皮膚センシング技術を応用して福祉機器の開発を目指す
現在は、企業との連携で重篤な障がいを持つ方がコミュニケーションを取るためのシステム開発に取り組んでいます。首など身体の一部を「ほんのわずかだけ」なら動かすことができる——そうした方を支援の対象とした研究開発です。
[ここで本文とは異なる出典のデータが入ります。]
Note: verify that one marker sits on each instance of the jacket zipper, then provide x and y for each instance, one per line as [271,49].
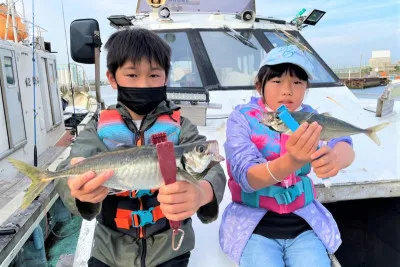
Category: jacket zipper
[141,231]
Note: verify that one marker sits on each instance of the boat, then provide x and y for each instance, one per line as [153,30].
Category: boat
[217,47]
[32,130]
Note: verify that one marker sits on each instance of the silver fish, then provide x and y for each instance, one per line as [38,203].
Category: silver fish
[331,127]
[134,168]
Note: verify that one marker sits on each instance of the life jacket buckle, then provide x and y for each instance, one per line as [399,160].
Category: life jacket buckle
[141,193]
[288,195]
[144,217]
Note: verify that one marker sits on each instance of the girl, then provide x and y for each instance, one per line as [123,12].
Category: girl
[275,219]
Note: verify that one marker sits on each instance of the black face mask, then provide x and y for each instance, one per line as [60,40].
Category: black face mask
[141,100]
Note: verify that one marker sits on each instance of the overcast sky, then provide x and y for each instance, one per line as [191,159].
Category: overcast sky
[348,33]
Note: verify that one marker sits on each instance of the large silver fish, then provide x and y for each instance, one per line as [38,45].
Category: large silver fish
[331,127]
[134,168]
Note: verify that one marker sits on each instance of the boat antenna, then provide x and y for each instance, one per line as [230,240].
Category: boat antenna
[34,84]
[70,74]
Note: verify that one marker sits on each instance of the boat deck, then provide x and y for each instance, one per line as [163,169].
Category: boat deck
[11,195]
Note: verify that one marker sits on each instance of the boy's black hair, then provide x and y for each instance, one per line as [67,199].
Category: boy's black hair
[134,45]
[267,73]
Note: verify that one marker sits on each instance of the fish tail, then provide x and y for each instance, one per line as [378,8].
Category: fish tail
[39,178]
[371,132]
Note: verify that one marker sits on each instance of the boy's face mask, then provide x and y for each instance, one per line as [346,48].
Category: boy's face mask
[141,100]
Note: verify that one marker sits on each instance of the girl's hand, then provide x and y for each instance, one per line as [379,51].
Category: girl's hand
[179,200]
[325,162]
[303,143]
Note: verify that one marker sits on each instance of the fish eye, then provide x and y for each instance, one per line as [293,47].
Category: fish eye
[200,149]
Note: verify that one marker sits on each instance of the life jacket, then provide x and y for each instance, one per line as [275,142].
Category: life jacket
[294,192]
[136,213]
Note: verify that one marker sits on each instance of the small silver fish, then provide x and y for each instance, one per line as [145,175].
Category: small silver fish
[134,168]
[331,127]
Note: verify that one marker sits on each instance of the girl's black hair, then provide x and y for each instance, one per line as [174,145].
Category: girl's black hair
[267,73]
[134,45]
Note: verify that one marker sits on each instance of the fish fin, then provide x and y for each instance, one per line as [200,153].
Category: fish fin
[327,114]
[115,146]
[39,178]
[187,177]
[371,132]
[312,113]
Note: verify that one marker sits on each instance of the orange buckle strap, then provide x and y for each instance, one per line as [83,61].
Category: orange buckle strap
[139,218]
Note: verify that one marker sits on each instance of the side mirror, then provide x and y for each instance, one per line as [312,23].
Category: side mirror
[85,36]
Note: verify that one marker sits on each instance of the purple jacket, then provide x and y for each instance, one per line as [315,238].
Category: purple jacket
[239,221]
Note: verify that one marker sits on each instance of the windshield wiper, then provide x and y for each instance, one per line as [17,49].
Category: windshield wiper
[237,36]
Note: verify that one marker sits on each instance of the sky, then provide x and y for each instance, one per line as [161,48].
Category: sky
[345,37]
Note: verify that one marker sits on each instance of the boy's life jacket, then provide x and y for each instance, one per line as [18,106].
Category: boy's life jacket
[294,192]
[135,213]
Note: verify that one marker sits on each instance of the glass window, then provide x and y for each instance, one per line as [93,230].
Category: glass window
[236,63]
[184,72]
[51,74]
[9,70]
[321,75]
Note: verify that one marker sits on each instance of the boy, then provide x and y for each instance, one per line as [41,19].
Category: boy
[138,63]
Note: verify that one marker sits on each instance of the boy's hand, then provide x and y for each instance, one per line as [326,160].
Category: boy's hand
[325,162]
[303,142]
[181,200]
[88,186]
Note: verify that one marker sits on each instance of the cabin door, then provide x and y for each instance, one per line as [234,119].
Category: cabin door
[49,90]
[11,98]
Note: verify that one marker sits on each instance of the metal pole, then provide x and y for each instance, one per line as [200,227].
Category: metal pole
[23,11]
[13,20]
[97,71]
[8,20]
[97,76]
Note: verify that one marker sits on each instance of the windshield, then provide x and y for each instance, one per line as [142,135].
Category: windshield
[321,75]
[183,71]
[234,62]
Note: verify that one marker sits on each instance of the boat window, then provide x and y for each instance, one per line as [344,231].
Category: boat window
[183,72]
[51,74]
[319,71]
[9,70]
[235,61]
ミクロレベルの皮膚の微細な動き、具体的にはいくつもの「シワ」が変化する様子をシステムが読み取り、十万倍、百万倍にも増幅させて、PC上でマウスのポインタをプログラミング制御により動かします。そうした仕組みを使い、身体の状態を示したり、50音表から文字を選んで意思を伝えるというのがシステムの全容です。大学でプログラミングを学び、「制御」技術を身につければこうした医療分野への貢献もできるのです。